The agreement released Wednesday also allows employees to be reimbursed for education and technical training, and it extends the labor contract in place at the Indianapolis plant. Work there is being moved to Mexico.
Carrier’s parent company, United Technologies Corp., announced in February that it planned to relocate manufacturing operations from Indianapolis to Monterrey, Mexico over the next three years. The company manufactures heating, ventilating, air conditioning and refrigeration systems at a plant at 7310 W. Morris St. on the west side. Job losses are scheduled to begin in 2017 and continue through 2019.
Union business representative Kelly Hugunin said the agreement is better for workers than called for in a labor contract.
Carrier spokeswoman Michelle Caldwell said in a written statement that "Carrier recognizes the impact on employees, their families and the community."

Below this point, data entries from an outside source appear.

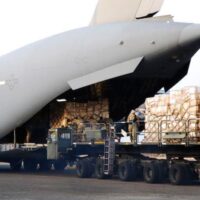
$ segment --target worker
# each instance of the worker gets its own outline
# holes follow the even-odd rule
[[[128,115],[127,123],[128,123],[128,132],[131,137],[131,142],[136,143],[138,127],[137,127],[137,116],[134,110],[131,110],[130,114]]]

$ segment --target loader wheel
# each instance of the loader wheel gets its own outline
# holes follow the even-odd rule
[[[80,178],[89,178],[92,176],[93,171],[89,159],[83,159],[77,162],[76,173]]]
[[[133,181],[137,177],[137,167],[131,161],[124,161],[119,164],[118,174],[122,181]]]
[[[144,180],[147,183],[159,182],[159,168],[154,162],[145,163],[143,170]]]
[[[63,171],[66,167],[66,162],[63,159],[56,160],[54,163],[54,169],[56,171]]]
[[[103,169],[103,159],[97,159],[96,166],[95,166],[95,175],[98,179],[108,179],[111,178],[110,175],[104,174]]]
[[[189,183],[191,181],[189,167],[185,164],[173,164],[169,169],[169,180],[173,185]]]
[[[10,168],[12,171],[20,171],[22,167],[22,161],[12,161],[10,162]]]
[[[52,164],[48,162],[47,160],[41,161],[40,162],[40,170],[41,171],[49,171],[51,170]]]
[[[24,160],[24,170],[25,171],[36,171],[37,170],[37,161],[32,159]]]

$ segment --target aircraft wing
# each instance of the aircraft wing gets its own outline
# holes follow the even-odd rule
[[[152,17],[164,0],[99,0],[91,25]]]

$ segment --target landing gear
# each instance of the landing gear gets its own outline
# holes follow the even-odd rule
[[[22,168],[22,161],[21,160],[15,160],[10,162],[10,168],[13,171],[20,171]]]
[[[25,171],[36,171],[38,162],[34,159],[25,159],[24,160],[24,170]]]
[[[41,171],[50,171],[52,164],[48,162],[48,160],[41,161],[40,163],[40,170]]]
[[[76,173],[80,178],[90,178],[93,174],[92,162],[90,159],[85,158],[79,160],[76,165]]]
[[[56,160],[54,163],[54,169],[57,171],[63,171],[66,167],[66,161],[63,159]]]
[[[134,161],[123,161],[118,168],[119,178],[122,181],[133,181],[137,177],[137,166]]]
[[[95,175],[98,179],[107,179],[111,178],[110,175],[104,174],[104,161],[101,158],[98,158],[95,165]]]
[[[143,177],[147,183],[161,183],[167,178],[165,161],[149,161],[144,163]]]

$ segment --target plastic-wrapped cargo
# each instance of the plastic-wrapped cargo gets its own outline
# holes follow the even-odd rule
[[[50,126],[51,128],[66,127],[76,125],[77,131],[81,129],[79,125],[84,122],[97,123],[100,120],[109,118],[109,101],[102,99],[99,101],[80,102],[54,102],[50,105]]]
[[[186,138],[163,139],[168,133],[187,133],[190,142],[200,142],[200,87],[185,87],[170,94],[146,99],[143,143],[182,143]]]

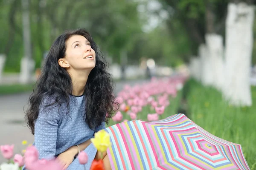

Mayor Joe Hogsett announced in April that the city’s Carrier Task Force—which he established by executive order—planned to establish a $1.2 million fund to assist affected workers. The money given by Carrier and its parent company equaled the amount the city gave to the company in local tax incentives in 2011.
Gov. Mike Pence also announced that UTC has repaid state training grants in the amount of $380,000. The state had paid out $530,000 over the past nine years in training grants through several contracts, but one of the grants given in 2007 was too old to be recuperated.
UTC also is closing an electronic controls factory in Huntington with 700 workers.